Hi All, I have an API response in JSON format and I am trying to load it into hive tables. The create table shows no errors and returns the prompt, but when I do a "select xx from people", I just get "null". I need to know why this is happening. hive does not show any errors so there is nothing for me to debug. This query execution is what I want to monitor. Like what is the current token etc.
I'm trying to connect the hive process to netbeans, Both these commands seem to work (I get the hive prompt without errors), but not able to get them connected.: [sunita@node01 bin]$ ./hive -v -d -agentlib:jdwp=transport=dt_socket,address=x.x.x.x:8000<http://10.0.0.4:8000> (x.x.x.x is the IP address of my laptop. when I gave this, I started netbeans with Debug -> Attach Debugger in socketListen, transport = dt_socket, localaddress = x.x.x.x and port = 8000) ------------------------------------------------------------------------------------------------------------- ./hive -v -d -agentlib:jdwp=transport=dt_socket,server=y,suspend=y (When I gave this, I started netbeans as socketAttach, Host = h.h.h.h and port = 8000) h.h.h.h - IP address of the machine where I launch hive cli. Attached is the table create statement with 2 input files. I am using a JSON serde - http://files.cloudera.com/samples/hive-serdes-1.0-SNAPSHOT.jar (mentioned on this page - https://github.com/cloudera/cdh-twitter-example) I am also attaching 2 output samples. One of them (xxx20130729_0) has the profileid and fetch_year, fetch_month, fetch_day and fetch_time added. I need to get this working. For debugging purposes, I tried without these fields (xx09July2013_20) and loading just the response json without manipulations. This seems to load. I am doing something very similar to another table (adding columns) and that seems to work well. I have no clue why this table shows null and I dont see any information that will help me debug. Rather than doing permutations and combinations with columns added and their data types, I want to know why this is failing. Requesting help from the community in identifying the root cause.

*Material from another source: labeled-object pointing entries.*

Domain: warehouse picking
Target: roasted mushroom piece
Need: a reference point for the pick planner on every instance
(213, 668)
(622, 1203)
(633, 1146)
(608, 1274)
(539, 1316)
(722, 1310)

create external table linkedin_PeopleSearch ( people STRUCT< values : ARRAY<STRUCT< firstName : STRING, headline : STRING, lastName : STRING, profileId : STRING, fetch_year : STRING, fetch_month : STRING, fetch_day : STRING, fetch_time : STRING, summary : STRING, siteStandardProfileRequest : STRUCT< url : STRING>, specialties : STRING, `location` : STRUCT< name : STRING>, positions : STRUCT< values : ARRAY<STRUCT< startDate : STRUCT< year : STRING, month : STRING>, title : STRING, company : STRUCT< industry : STRING, type : STRING, id: STRING, name:STRING>, summary : STRING, isCurrent : BOOLEAN, id : STRING>>>, publicProfileUrl : STRING>>> ) ROW FORMAT SERDE 'com.cloudera.hive.serde.JSONSerDe' LOCATION '/user/sunita/Linkedin/PeopleSearch';